When it was day, they didn’t recognize the land but saw a bay with a beach (now called St. Paul’s Bay) and decided to try to run the ship ashore there. They cut loose the anchors, placed the rudders back in the water to steer the ship, hoisted a small sail in the front of the ship (the beam holding the main sail had probably been lost in the storm) to the wind, and aimed the ship for the beach. However they ran aground on a sandbar, where the front of the ship stuck and the back of it was broken up by the surf. The soldiers planned to kill the prisoners so that none of them could swim away and escape, but the centurion wanted to save Paul and kept them from carrying out their plan. He ordered those who could swim to jump overboard and make for land and the rest to get there on planks or other pieces of the ship. All 276 of them reached shore safely.

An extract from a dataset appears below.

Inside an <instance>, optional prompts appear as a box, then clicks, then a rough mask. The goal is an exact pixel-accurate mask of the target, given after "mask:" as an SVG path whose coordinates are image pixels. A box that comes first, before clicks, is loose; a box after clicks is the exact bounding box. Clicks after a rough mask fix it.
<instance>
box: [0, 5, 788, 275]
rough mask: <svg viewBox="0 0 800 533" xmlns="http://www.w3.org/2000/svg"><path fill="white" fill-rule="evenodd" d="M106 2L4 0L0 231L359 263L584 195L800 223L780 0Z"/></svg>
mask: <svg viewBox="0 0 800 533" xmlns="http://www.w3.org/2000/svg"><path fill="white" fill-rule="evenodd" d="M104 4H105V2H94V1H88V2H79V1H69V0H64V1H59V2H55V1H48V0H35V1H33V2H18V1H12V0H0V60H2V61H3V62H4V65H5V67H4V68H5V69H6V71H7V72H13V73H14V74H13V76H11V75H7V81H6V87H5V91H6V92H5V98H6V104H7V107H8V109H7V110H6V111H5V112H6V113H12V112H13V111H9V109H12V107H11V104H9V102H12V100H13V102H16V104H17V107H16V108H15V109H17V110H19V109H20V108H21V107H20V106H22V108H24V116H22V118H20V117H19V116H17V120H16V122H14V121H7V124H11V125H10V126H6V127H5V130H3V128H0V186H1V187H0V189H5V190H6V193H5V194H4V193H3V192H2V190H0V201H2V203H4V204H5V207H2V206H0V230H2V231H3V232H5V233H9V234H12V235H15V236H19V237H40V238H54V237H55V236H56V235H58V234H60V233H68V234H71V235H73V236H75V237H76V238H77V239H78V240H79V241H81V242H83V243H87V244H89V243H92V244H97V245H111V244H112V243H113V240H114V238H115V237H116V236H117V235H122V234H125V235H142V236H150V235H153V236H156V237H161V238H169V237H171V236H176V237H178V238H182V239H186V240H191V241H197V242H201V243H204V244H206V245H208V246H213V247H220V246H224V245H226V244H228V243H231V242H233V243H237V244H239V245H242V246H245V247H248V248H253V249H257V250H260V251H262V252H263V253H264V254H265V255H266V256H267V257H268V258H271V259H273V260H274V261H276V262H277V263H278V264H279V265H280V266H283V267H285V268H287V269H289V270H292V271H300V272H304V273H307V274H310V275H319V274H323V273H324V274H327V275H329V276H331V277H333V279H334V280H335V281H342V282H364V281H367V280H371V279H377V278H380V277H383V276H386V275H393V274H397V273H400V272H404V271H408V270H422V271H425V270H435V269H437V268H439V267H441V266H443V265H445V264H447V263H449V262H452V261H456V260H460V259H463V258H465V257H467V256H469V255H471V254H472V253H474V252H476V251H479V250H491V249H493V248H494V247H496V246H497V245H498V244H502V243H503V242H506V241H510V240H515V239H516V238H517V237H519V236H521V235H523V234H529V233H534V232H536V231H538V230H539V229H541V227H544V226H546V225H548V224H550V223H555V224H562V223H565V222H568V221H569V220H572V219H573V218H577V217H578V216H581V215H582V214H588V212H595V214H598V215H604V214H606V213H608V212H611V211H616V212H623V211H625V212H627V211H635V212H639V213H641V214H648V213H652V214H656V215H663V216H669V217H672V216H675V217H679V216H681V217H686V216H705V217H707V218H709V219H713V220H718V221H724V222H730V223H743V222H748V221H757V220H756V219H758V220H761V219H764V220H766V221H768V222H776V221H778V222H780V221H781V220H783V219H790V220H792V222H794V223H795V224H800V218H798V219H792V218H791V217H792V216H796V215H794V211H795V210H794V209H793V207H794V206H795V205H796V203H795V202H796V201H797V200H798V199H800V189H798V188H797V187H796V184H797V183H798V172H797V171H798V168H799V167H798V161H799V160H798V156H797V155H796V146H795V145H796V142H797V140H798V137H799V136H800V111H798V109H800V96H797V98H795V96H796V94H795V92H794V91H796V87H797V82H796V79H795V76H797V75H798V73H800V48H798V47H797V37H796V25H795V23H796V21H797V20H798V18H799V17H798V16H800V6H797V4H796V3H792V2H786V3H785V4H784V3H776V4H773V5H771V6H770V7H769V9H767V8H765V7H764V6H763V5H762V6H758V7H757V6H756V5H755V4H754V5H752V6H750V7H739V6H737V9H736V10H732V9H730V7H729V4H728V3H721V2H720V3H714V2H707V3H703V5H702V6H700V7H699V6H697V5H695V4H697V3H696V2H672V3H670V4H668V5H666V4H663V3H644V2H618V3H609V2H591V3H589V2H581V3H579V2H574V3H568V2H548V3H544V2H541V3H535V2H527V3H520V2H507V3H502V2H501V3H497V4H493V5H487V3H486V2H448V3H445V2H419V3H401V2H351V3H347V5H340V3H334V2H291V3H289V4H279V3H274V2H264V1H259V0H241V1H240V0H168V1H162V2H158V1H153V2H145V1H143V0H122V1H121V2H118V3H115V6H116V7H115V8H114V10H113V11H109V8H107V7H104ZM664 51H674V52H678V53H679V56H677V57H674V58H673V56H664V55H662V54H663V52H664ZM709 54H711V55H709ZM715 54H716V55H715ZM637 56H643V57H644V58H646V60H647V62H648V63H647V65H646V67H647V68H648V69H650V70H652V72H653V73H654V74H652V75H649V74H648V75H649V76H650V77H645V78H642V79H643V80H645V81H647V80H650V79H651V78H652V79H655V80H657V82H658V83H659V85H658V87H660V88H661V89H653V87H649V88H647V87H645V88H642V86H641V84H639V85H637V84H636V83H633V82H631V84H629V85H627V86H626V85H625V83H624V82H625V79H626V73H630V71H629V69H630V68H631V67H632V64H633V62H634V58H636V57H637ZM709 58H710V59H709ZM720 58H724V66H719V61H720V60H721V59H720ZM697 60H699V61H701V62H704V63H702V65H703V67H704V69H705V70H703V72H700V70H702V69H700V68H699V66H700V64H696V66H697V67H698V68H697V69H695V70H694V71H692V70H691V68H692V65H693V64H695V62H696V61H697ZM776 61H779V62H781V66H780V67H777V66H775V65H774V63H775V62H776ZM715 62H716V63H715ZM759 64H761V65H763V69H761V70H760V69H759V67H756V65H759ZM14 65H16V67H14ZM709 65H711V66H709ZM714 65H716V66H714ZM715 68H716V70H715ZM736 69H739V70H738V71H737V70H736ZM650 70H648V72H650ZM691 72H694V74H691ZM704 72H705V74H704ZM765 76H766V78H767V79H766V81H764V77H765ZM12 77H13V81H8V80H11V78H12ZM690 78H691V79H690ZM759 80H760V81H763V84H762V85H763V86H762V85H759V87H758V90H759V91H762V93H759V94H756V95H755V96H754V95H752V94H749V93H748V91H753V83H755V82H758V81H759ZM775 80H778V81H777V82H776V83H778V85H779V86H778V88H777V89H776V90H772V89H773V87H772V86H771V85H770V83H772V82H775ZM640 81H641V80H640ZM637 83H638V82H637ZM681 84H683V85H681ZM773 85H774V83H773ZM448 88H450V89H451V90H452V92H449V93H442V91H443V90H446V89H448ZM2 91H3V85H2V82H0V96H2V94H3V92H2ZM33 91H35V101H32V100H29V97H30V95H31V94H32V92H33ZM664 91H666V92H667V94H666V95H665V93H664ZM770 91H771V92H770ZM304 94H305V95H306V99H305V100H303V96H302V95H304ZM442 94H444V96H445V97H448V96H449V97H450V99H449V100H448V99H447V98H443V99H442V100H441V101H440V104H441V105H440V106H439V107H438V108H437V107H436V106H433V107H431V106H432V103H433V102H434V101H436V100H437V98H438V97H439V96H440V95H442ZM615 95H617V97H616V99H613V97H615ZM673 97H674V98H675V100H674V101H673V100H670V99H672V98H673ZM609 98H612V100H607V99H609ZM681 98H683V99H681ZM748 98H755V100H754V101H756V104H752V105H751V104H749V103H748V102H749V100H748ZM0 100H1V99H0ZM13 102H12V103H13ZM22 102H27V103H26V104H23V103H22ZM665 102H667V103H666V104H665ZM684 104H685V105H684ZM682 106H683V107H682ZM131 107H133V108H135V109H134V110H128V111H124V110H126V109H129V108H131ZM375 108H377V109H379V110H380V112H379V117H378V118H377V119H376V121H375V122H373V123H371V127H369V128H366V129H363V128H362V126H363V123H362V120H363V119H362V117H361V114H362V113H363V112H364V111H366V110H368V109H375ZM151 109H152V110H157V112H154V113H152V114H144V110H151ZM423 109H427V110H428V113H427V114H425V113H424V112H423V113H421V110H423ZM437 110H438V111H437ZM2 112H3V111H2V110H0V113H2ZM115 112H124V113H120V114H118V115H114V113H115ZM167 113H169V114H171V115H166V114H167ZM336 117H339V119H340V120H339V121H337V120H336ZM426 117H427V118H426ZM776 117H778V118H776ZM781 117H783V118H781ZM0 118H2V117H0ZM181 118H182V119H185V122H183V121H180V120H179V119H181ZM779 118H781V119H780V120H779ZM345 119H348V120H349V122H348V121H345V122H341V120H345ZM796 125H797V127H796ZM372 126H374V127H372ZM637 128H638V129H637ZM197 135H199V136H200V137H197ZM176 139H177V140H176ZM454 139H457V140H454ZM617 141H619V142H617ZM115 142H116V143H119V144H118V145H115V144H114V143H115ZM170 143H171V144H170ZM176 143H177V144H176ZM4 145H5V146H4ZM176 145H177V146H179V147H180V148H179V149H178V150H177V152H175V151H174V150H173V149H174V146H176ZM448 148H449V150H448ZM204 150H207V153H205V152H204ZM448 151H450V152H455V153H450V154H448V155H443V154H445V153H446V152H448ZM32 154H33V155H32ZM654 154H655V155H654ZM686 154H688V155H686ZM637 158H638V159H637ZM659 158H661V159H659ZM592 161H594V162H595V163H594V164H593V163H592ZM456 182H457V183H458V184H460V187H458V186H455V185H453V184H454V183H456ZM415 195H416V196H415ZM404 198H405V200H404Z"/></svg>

The native people of the island where they’d landed, Malta, built a fire for them because of the rain and cold. As Paul was putting some sticks on the fire, a viper came out because of the heat and bit his hand. Seeing this the islanders thought that he must be a murderer whom, although he had escaped from the sea, justice would not allow to live. However when he shook the viper off into the fire and showed no ill effects, they changed their minds and said that he must be a god.
The chief official of Malta, Publius, entertained the shipwrecked travelers for three days. His father was suffering with fever and dysentery, symptoms of an infection caused by goat’s milk called Malta fever. Paul visited him, prayed, and putting his hands on him healed him. Then the rest of the sick on the island came and were cured. As a result the islanders honoured the travelers and when they were ready to sail provided them with supplies for the remainder of their journey.
Richard N. Longenecker comments: “From what Luke tells us it seems that Paul may have looked on his stay in Malta as a high point in his ministry—a time of blessing when God worked in marvelous ways, despite the shipwreck and his still being a prisoner. God seems, through the experiences at Malta, to have been refreshing Paul’s spirit after the two relatively bleak years at Caesarea and the disastrous time at sea and preparing him for his witness in Rome” (”The Acts of the Apostles” in The Expositor’s Bible Commentary, volume 9 (Grand Rapids, Michigan: Zondervan Publishing Company, 1981, page 565).